If you're short on time, SmartArt in Word will give you good results quickly. Here's how you can use it:

  1. Open the SmartArt menu

    Click the “Insert” tab in your Word ribbon, then select “Illustrations > SmartArt”.

  2. Choose a flowchart template from the “Process” category

    You can find anything from a basic blocklist to more advanced designs. We're going to choose the basic block list template.

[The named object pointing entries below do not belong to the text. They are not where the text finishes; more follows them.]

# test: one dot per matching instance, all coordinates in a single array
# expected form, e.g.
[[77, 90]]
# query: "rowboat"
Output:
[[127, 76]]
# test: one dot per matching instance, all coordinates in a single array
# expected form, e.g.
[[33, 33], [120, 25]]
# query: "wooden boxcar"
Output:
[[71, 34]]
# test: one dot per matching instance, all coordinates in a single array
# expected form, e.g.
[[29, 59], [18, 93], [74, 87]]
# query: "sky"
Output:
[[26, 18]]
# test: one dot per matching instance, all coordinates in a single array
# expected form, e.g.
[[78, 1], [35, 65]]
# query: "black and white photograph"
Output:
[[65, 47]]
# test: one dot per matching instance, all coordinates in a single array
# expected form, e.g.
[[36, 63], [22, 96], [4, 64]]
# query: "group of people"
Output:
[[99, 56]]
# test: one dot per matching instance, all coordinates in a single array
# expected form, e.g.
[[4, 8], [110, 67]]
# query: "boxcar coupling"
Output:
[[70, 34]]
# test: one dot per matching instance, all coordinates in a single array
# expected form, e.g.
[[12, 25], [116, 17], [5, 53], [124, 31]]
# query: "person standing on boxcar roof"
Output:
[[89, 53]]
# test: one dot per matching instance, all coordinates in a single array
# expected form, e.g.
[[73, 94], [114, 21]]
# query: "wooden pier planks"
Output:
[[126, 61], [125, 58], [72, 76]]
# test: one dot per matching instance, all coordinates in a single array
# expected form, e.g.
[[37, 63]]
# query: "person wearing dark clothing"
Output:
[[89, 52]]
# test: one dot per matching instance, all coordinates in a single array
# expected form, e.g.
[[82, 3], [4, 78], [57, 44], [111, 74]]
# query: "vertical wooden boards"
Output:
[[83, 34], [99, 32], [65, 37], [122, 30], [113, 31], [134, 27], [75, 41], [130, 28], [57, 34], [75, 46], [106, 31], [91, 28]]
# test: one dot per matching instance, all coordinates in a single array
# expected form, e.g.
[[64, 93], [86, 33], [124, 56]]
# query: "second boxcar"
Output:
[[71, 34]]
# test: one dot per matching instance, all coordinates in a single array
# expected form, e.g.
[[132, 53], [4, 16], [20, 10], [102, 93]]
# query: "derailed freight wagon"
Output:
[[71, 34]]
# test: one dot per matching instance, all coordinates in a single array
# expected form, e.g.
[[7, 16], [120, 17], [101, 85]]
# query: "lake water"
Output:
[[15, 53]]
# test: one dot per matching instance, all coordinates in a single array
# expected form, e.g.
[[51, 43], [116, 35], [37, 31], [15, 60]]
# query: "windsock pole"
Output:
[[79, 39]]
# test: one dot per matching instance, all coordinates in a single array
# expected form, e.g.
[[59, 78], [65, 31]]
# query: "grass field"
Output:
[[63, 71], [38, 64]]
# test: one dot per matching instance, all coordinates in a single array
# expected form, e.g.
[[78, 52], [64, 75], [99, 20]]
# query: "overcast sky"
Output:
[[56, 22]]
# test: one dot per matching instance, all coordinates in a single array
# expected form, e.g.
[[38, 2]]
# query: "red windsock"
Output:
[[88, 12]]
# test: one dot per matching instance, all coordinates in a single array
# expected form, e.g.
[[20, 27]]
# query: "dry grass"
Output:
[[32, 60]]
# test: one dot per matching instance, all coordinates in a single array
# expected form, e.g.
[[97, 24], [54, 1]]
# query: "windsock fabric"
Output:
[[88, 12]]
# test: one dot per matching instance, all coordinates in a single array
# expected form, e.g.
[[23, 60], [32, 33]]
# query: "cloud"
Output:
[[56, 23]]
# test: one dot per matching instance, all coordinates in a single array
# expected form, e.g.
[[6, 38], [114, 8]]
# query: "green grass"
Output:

  3. Insert pictures if required

    You'll notice that some of the templates have an image icon on them. Click this icon and you can insert pictures from the internet or your local PC to spice up your flowchart.

  4. Add your text

    Simply click on a shape to modify the existing text to suit your preferences. You can also change the font and color as you would any other writing.

  5. Add more shapes

    Right-click one of the Word SmartArt shapes and press “Add Shape > Add Shape After/Add Shape Before” to expand your flow. You can keep doing this until your entire process is mapped out. You can also delete objects you don't need with the delete key and add custom ones using the shapes method above.

That about wraps up this tutorial. You should now be able to make a flowchart in Word in just a few minutes. If you want to change your background color you can do so via our dedicated Word background color tutorial. If you're a regular flowchart builder, you may also want to customize your Word ribbon for easy access to the tools in the future.